Texas House Bill: No Gay Foster Parents

Texas (search) could become the only state to bar gays from becoming foster parents under legislation passed Wednesday by the House.

The ban is part of a bill to revamp the state's Child Protective Services (search) agency. It passed 135-6 with two abstentions and now heads to the Senate.

The foster parent amendment is not included in the Senate version of the legislation, but that body could accept the House bill.

"It is our responsibility to make sure that we protect our most vulnerable children, and I don't think we are doing that if we allow a foster parent that is homosexual or bisexual," said Republican Rep. Robert Talton, who introduced the amendment.

If the House version of the bill becomes law, Texas would be the only state to prohibit homosexuals and bisexuals from becoming foster parents, according to the American Civil Liberties Union (search) Lesbian and Gay Rights project.

Arkansas had barred gays from becoming foster parents, but a judge said the law was unconstitutional in December.

Under the Texas House bill, anyone who applies to be a foster parent or a foster parent whose performance is being evaluated must say whether he or she is homosexual or bisexual. Anyone who answers yes would be barred from serving as a foster parent. If the person is already a foster parent, the child would be removed from the home.

Talton wouldn't comment Wednesday, but during debate on the bill the day before he said, "I don't think it is right for young children to be exposed to this type of behavior when they are young and innocent."

Eva Thibaudeau, a social worker, said she and her partner of eight years have adopted four children and have served as foster parents to 75.

"I am just so hurt and surprised, especially now (when) we are facing an ongoing crisis of not having enough resources to take care of foster children," she said.

Randall Ellis, executive director of the Lesbian/Gay Rights Lobby of Texas, estimated that between 2,000 and 2,500 children could be affected.

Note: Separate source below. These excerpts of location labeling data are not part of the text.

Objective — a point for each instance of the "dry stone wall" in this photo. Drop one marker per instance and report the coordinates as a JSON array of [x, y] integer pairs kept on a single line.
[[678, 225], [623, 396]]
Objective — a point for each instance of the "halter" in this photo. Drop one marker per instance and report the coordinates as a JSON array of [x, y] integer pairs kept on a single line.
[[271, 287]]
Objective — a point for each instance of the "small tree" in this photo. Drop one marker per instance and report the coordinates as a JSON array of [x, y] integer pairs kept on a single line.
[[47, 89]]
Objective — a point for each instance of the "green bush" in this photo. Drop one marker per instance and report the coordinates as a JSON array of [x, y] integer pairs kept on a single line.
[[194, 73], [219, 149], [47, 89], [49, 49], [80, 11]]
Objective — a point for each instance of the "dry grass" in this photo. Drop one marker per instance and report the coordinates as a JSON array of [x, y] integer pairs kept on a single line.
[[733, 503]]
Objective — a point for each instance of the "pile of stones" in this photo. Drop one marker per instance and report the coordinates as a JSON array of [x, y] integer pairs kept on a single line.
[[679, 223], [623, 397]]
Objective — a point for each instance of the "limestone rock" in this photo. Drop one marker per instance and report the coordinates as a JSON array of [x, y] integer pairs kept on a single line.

"The truth is that a parent's sexual orientation has no negative consequence on the children that are raised in those homes," he said.

Republican Gov. Rick Perry does not want the child protection bill to get bogged down with a "side issue," though he believes marriage is between a man and a woman, spokeswoman Kathy Walt said.

The bill to overhaul the system follows recent child slayings that occurred after caseworkers investigated suspicions of neglect or abuse and decided the children were safe to remain with their parents.

It would give all of Child Protective Services' foster care and case management duties to private companies, which already manage 75 percent of foster homes in Texas.